Josephsohn vue par Albert Oehlen
Installation View

I dragged my feet a little to this exhibition; the sculptures looked interesting but unvaried in the posters around town. It took time, walking around, but over the course of a couple of hours, I was charmed and increasingly fascinated by Josephsohn's bold and intensely emotional works. Likewise, the sculptures gained in complexity over the course of my two hour visit. The exhibition was curated by Swiss artist Albert Oehlen who wanted to privilege the materiality of the sculptures. Given the physical immensity of Josephsohn's work, and their enormous presence, it would be difficult to privilege any other aspect! 

Josephsohn vue par Albert Oehlen
Installation View

The list of Josephsohn's references is diverse, including Egyptian funerary statues, Giacometti, Brancusi, Fautrier, styles and forms that are visible in the plaster and sometimes brass sculptures. The figures are moulded, pressed, developed by touch and pinch and squeeze. However, unlike his contemporaries, Josephsohn's sculptures are absolute, resolute figures in the world, taking up space in their particular environment, not about to move for anyone. 
The sculptures are also formally very different from the work of an artist such as Giacometti: Josephsohn's figures are formed by building up the surface, not attacking it and scraping in a search for perfection. They are also reminiscent of Rodin's oversized public commissions. Heaving figures, often leaning left or right such as late Untitled bodies and torsos reminded me of Rodin's Burghers of Calais, always dragging.

Josephsohn vue par Albert Oehlen
Installation View

At first sight, the forms are a complete mess: they are unmistakeably human, but the proportions of torsos, heads, and facial features are often skewed. The faces are particularly deformed, sometimes only a protruding triangle as a nose, a ridge beneath as a mouth is all we are given. And yet it is enough. We clearly recognize the human likeness. There is also a distinct difference between the male and the female forms. The male figures legs and torso are more defined than the women's. And however stopped the man is, he's often in motion. We do not always notice the details because the overwhelming sense that we get is one of loneliness and loss. Always, the figure is along on its plinth, even if it interacts with other works. 
Thanks to Oehlen's stunning curation, they form communities, repeated, always with a slight difference. 

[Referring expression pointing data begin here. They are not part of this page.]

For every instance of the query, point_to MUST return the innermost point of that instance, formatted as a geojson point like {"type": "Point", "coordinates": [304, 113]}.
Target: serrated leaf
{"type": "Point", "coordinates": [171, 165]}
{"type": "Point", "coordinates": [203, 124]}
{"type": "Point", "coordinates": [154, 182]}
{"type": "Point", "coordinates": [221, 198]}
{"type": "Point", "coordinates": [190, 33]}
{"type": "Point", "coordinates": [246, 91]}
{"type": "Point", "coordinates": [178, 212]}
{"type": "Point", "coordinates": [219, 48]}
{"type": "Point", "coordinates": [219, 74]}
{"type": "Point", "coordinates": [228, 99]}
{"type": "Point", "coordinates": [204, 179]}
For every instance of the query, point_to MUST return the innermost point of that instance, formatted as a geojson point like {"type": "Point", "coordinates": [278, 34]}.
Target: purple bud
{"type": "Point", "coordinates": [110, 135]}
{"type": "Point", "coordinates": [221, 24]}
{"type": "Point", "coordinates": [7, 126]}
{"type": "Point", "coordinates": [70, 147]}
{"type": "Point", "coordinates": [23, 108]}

Hans Josephsohn, Untitled, 2005

Contemporary artist Oehlen's curation is itself a work of art, emphasizing as it sets out to, Josephsohn's materials and the materiality of the figures. As I say, it would be difficult not to focus on the material because the plaster and brass are so sensuous. In many ways, the sculptures are about the material and the form that results from gouging, pitting, plying. It is as if Josephsohn is asking himself over and over: how can I push the material to create an extreme human form? We may even think of the sculptures as evidence of the artist thinking with his hands. Josephsohn has no interest in narrative, the difficulty of being human and living in history. Rather, he is enamoured with the plaster and brass. The figures are raw, rough, haptic, reminding us of volcanic rock. The deformed bodies that result say as much about how the artist sees beauty as it does his political or historical world view. 



Josephsohn, born in what was Königsberg, and is now Kaliningrad to a Jewish family, is said to have filled his sculptures with the tumultuous energy of growing up in Nazi Germany. This chaotic agitation and anxiety is literally present in the physical form resulting from manipulated material. Nevertheless, these works are still about the human hiding inside the material and the method of execution. Josephsohn's hands have a presence in their movement around the sculpture.  In the early works, the plinth is as important as human form, and then by the end the figure reaches such levels of abstraction that it becomes the plinth. As a result, Josephsohn's creations become monsters, gentle and warm, but deformed giants, nevertheless.